There were some big spikes in asking rents that first week, and notably fewer listings, too, but it now looks like “that was a temporary blip,” he said, as landlords and brokers adjusted to the new law.
Year-over-year, asking rents are up a bit more than they were in the winter and spring, but Lee said that often happens in the summer in New York.
It has only been two months since the law changed, though, and Lee Solomon, a longtime broker in Brooklyn with Brown Harris Stevens, said, “how it's all going to play out in terms of the numbers, I think it's too early to say.”

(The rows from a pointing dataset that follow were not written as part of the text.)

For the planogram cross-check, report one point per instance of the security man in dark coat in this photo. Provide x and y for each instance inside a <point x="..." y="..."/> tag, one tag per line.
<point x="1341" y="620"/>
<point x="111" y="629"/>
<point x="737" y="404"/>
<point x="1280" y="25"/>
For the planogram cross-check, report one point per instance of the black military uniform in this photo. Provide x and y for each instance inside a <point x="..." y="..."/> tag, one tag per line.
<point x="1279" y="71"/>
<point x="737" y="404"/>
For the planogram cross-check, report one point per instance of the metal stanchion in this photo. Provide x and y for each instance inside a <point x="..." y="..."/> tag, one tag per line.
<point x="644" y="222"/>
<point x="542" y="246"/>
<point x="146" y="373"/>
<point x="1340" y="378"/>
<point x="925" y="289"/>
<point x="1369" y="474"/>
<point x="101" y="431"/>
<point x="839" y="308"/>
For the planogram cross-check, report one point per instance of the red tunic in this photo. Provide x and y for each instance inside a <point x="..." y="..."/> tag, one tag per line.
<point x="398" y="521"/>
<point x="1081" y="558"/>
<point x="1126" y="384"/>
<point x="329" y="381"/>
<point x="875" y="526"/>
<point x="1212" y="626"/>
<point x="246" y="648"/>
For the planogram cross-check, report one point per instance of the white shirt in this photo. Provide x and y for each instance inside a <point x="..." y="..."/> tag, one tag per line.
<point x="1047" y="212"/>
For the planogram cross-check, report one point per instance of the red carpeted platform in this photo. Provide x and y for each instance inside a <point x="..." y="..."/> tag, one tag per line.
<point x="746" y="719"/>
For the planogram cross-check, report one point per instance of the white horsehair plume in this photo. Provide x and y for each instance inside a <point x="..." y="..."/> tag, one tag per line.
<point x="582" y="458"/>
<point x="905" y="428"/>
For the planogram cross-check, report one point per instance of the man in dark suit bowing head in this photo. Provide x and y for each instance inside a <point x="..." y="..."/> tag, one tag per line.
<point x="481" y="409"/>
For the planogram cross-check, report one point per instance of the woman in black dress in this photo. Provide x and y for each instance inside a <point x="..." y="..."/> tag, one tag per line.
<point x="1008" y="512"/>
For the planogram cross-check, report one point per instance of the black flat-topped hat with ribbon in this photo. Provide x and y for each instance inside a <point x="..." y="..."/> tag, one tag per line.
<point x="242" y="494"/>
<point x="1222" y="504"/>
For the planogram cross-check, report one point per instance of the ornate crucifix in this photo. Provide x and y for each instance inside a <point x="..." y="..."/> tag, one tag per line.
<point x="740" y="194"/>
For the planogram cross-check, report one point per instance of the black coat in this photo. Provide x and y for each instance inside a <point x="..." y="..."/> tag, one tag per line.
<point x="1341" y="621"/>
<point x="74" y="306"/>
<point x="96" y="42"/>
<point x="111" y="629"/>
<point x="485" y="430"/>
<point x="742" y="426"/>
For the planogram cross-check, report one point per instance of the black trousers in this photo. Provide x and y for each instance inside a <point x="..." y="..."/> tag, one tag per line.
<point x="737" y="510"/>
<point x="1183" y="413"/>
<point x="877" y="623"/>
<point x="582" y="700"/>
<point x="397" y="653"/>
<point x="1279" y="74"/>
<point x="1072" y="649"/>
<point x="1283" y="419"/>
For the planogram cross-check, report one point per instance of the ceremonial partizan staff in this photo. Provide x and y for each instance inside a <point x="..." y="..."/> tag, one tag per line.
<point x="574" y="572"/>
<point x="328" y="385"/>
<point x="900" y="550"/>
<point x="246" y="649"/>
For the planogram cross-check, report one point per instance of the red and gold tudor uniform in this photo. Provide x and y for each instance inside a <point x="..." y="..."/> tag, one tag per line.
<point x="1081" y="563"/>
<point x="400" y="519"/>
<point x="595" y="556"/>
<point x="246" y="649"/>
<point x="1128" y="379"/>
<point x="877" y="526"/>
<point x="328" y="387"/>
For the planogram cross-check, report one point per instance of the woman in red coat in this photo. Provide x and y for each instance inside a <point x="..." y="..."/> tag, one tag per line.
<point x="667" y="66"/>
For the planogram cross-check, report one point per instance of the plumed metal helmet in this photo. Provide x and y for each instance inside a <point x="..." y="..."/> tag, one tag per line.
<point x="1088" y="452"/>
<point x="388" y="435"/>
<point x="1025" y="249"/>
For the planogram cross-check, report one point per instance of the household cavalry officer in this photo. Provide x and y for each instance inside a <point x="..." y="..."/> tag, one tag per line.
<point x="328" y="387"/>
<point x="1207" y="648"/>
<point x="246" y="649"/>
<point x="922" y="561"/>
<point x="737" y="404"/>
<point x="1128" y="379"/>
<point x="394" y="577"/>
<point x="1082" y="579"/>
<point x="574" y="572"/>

Solomon is also a landlord — she and her husband own and rent out seven apartments in Brooklyn. “There's a lot of fear now with landlords that, you know, will you be able to cover your costs,” she said.
Landlords are contending with lots of rising costs — property taxes, insurance, utilities, labor, maintenance — and now that they have to start covering broker fees, too, she thinks many will eventually raise rents to make the math work.
“I don't think tenants are going to see any savings by this law in the long-term,” Solomon said. Nor does she think the law on broker fees does much to address the real problem with housing in New York City: There just isn’t enough of it.
“We just need more housing stock so desperately in New York,” she said. “I hope that there's really a lot of thought and a lot of input from various stakeholders to make that happen.”
Kenny Lee at StreetEasy agreed the housing shortage is the root cause of the city’s affordability problem, and that “the new law is not a silver bullet.”
But not having to pay a broker fee will reduce the upfront cost for renters, which “will be the biggest benefit,” he said. “Traditionally, renters with lower incomes tended to be more affected by high upfront costs for rentals. The FARE Act removed this upfront barrier and created a more even playing field for all renters of different income.”
When Katharine Crawford moved into her first Brooklyn apartment last summer, the one she’s now packing up, she had to pay more than $13,000 just to get the keys — first month’s rent, a security deposit, and a 15% broker fee — even though she found the place on her own on Zillow.
“It’s a lot,” she said. “I was thinking, I moved here, ‘Oh, well, if I stay even two years it gets better, three,’ but then it ended up being one year.”
The idea of having to pay a broker fee again so soon felt ridiculous.
“That's so cost prohibitive if you have to move every couple of years,” Crawford said.
Luckily for her, she eventually found a new one-bedroom apartment she loved, a few days after the law went into effect.
“I was so glad that I got the place that I did when I did,” she said, “because I didn't have to pay. That saved me more than $6,000.”
This time, she just had to write a check for first month’s rent, of about $3,500, and a security deposit to move in, which she did at the end of last month. And because the apartment was on the market for a couple of weeks, Crawford actually got a deal — she’ll be paying less than the original listing price.